General Motors Co.'s valuation of its stake in Ally Financial Inc. implies that the common equity of the auto lender, formerly known as GMAC, is worth $6.9 billion.
The valuation of the company by its former parent underscores the challenges Ally faces in its efforts to repay the $17.2 billion it owes the Treasury Department. Ally is contemplating an initial public stock offering sometime next year, which will mark the first step in the unwinding of its federal bailout.
To be sure, Ally's value may be understated by GM.
"This is the closest to an 'insider' valuation of Ally that we have publicly available at this point, so that adds credibility," says Anant Sundaram, a professor at Dartmouth's Tuck School of Business who specializes in corporate valuation. "It is possible that GM's valuation of Ally errs on the conservative side, and we do know that there's the preferred stock that will convert to common, adding further value."
The Treasury owns $11.4 billion of preferred securities in Ally that will likely convert into common stock by the time of the public offering, increasing the government's equity stake, now 56.3%, to about 80%.
GM owns 6.7% of Ally's stock directly, and another 9.9% is in an independent trust; the auto maker scaled back its ownership in Ally as a condition of the auto lender becoming a bank-holding company. GM put the "fair value" of the 16.6% common equity stake in Ally at $1.14 billion as of June 30 in the auto maker's prospectus for its own IPO. GM said its valuation approach "provides our best estimate of the fair value of our investment in Ally Financial common stock," in its filing, dated Aug. 18.
GM's valuation of its 16.6% common equity stake in Ally extrapolates into a $6.9 billion price for all Ally's common shares. This would make the 56.3% the government currently owns in Ally common stock worth $3.9 billion, as of June 30.
As with almost any IPO, only a fraction of Ally's shares will be sold in its offering. One benefit for Ally when the government converts its preferred securities into common stock: Ally will not have to pay the 9% dividend on the preferred. It has paid $1.5 billion in dividends to the government on these securities through August.

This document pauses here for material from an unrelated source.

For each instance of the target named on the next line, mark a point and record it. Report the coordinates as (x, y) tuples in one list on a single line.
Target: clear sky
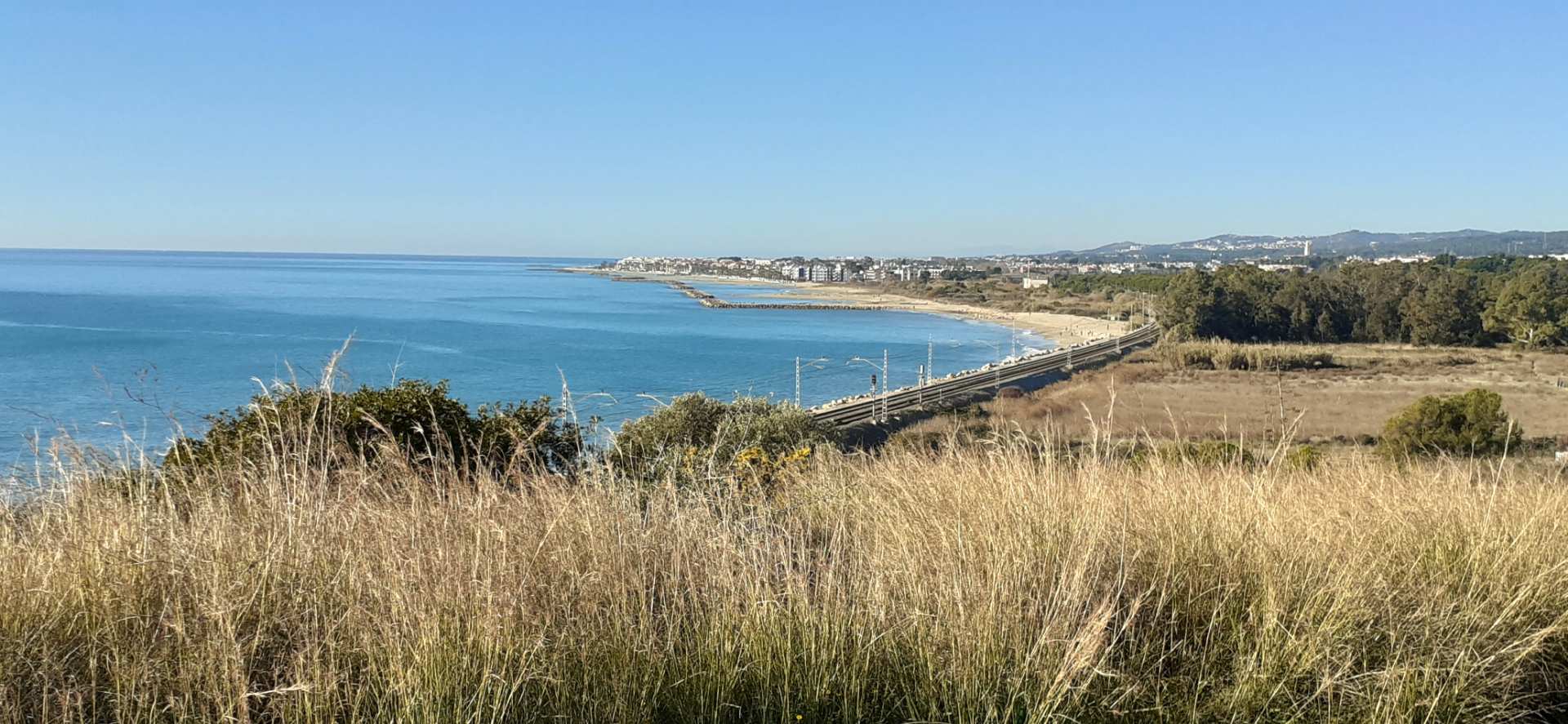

"Investors will be sharing ownership of Ally with the government after the IPO," said J.W. Verret, a George Mason University law professor. "While bondholders may view this as a positive, the sentiment may not carry over to equity investors."
Ally internally expects it will not finish paying back its federal aid until the end of 2012, according to people familiar with the matter. The government will have to sell its shareholdings over months or years to be fully repaid, much as it is doing with Citigroup Inc. and plans to do with American International Group Inc. and GM. The money it ultimately realizes will depend on Ally's operating results and the market's evaluation of them. Ally must prosper in a troubled market for auto sales, while facing a shifting alliance with GM, its largest customer.
"We are highly confident in our ability to repay the U.S. taxpayer in full over time based on significant analysis, including external advice we have received," says Gina Proia, a spokeswoman for Ally. "It is our top priority, and we believe we are on the right path."
Ally was bailed out by the government as part of efforts to rescue GM and Chrysler Group LLC.